# Osaka Pub Crawl



## Henno (25/5/07)

Well here are a few more pics of the night in Osaka. The Doll Dress place I mentioned on my other thread really was quite unique the more I think about it. A belgian beer lover's paradise.

The other thing I suppose worth mentioning is how easy it is here to get really good food at pubs, I mean really really good. Mussels and marinated fried chicken called karaage all goes good with the beer and makes it too easy to drink heaps and not fall over a mess in the corner somewhere.

I have since found 'The Hop' Steve Lacey recommended on my other post and it is pretty dam good for a supermarket beer. I have two six packs of it in the fridge at the moment. All my wives relatives don't stray from their favourite drop be it a super dry or a kirin or whatever and were impressed with the beer in these green cans. Got me in the good books with all the dads anyway, especially when I told them how I found out about it, thanks for the recommendation there Steve.

More to come soon.

ps, the guy standing outside Beerbelly with me and the girl is Yahata Yasunari, the owner, interestingly his wife makes the excellent range of Minoh craft beers.


----------



## AndrewQLD (26/5/07)

You look like your having a fantastc time there Henno, keep the photos coming it's really interesting to see the food and beer available in other parts of the world.

Cheers
Andrew

P.S there were no crabs at 1770 :angry:


----------



## cj in j (27/5/07)

Yeah, more pics!

Especially some beer porn would make my day.


----------



## Henno (27/5/07)

Ok here's some more pics.

Please don't make any wise cracks about the woman holding the cherry lambic and the hoergaarden Pistol as I am married to her.

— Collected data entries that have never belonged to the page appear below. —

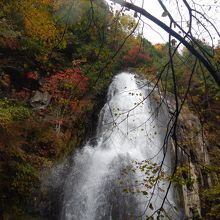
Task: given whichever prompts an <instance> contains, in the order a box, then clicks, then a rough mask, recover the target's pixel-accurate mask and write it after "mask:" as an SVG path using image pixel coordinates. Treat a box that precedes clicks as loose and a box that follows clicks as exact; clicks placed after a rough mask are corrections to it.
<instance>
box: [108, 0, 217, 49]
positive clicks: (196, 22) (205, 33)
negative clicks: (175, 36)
mask: <svg viewBox="0 0 220 220" xmlns="http://www.w3.org/2000/svg"><path fill="white" fill-rule="evenodd" d="M106 1H107V2H108V3H109V2H111V1H110V0H106ZM127 1H128V2H131V1H130V0H127ZM142 1H144V8H145V9H146V10H147V11H148V12H149V13H151V14H152V15H153V16H155V17H157V18H158V19H160V20H161V21H163V22H164V23H166V24H167V25H169V19H168V17H162V13H163V9H162V8H161V6H160V5H159V3H158V1H157V0H133V1H132V3H134V4H135V5H138V6H141V5H142ZM176 2H178V4H179V9H180V11H181V14H182V15H181V16H182V20H183V22H182V24H183V28H184V29H185V30H186V31H187V21H188V20H189V19H188V12H187V9H186V7H185V6H184V5H183V4H182V2H183V1H182V0H163V3H164V4H165V5H166V6H167V8H168V9H169V11H170V12H171V14H172V16H173V17H174V18H175V19H176V20H177V21H180V20H181V17H180V15H179V13H178V11H177V5H176ZM188 2H189V3H191V4H193V3H192V2H193V1H192V0H189V1H188ZM215 2H216V3H215ZM194 3H198V4H200V5H202V6H200V5H196V4H194V5H193V7H196V9H197V10H199V11H201V12H202V14H206V13H207V15H208V16H209V18H211V21H212V22H213V23H214V24H215V25H216V27H217V29H218V31H219V32H220V0H194ZM181 5H182V6H181ZM210 5H211V6H212V7H211V8H210ZM128 13H130V14H131V15H133V12H128ZM197 17H198V18H199V21H201V22H203V23H204V24H205V25H206V28H207V29H209V31H210V33H211V37H212V38H214V39H213V43H214V45H216V44H217V43H218V41H219V40H220V37H219V36H218V35H217V34H216V33H215V31H214V29H213V28H212V27H211V26H210V25H208V24H207V23H206V22H205V20H203V19H202V18H201V16H198V15H197ZM142 18H143V20H144V22H146V24H145V25H144V29H143V32H144V37H145V38H146V39H148V40H149V41H150V42H152V43H153V44H155V43H165V42H167V41H168V34H167V33H166V32H165V31H163V30H162V29H161V28H160V27H159V26H157V25H155V24H154V23H152V22H150V21H149V20H148V19H146V18H144V17H142ZM141 27H142V24H141ZM193 27H195V28H194V30H193V33H194V34H195V36H197V38H199V39H201V40H202V39H205V40H206V41H207V42H209V43H210V44H212V41H211V38H210V36H209V34H208V33H207V32H206V31H205V29H204V28H203V27H202V26H201V25H198V23H197V22H194V23H193ZM152 29H154V30H152ZM174 30H175V31H177V32H179V30H178V29H177V28H176V29H174Z"/></svg>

The one of me with a boring old Asahi super dry I just like coz of the karaage lunch. I love JFC!

I happened to mention to my father-in-law that I was interested in Japanese swords. My wife translated and kind of went quiet. We had done a bit of research before coming over to try and track down some old swords and maybe even go to a swordsmith to see some being made but it turns out to be a bit of a secret society over here. My wife said 'Dad says he has one upstairs but doesn't know whether you wanna see it coz it's only 400 years old.'

I said 'Oh what a shame, tell him not to worry about it'. yeah pigs arse I did!

He then got out this beautifully organised little oiling/polishing kit and gave it a tidy up. I was then given the honour of removing the pin and exposing the blade handle. I had done this one a few WW2 models I had the priveledge of mucking with in Aus. It exposed the 400 year old signature of a well known swordsmith. I had never seen one with a signature before. The WW2 smiths were punching them out en masse.

This makes this one worth over $20,000 supposedly. Another day at the office I suppose.

Can of Yebisu The Hop, coupla bucks. Getting to hold a piece of weaponry history, priceless.


----------



## Henno (27/5/07)

Oh yeah, 

My wife lived in this house for 27 years before moving to Australia and didn't know her dad had that sword. Must be a guy thing.


----------



## Duff (28/5/07)

A real life Hattori Hanzo!


----------



## Henno (1/6/07)

One more pic to add on this post of David Johnson and Yamazaki Taketo at Beer belly 2. 








Did Yama tell you we wobbled back in around midnight because we had forgotten the list of all the beers I had been keeping on the bar? We then couldn't get a train so we crashed in the hotel up the road opposite a Starbucks. I needed coffee in the morning.

Now I am about to write up what we got up to in Hokkaido. What a place that is!


----------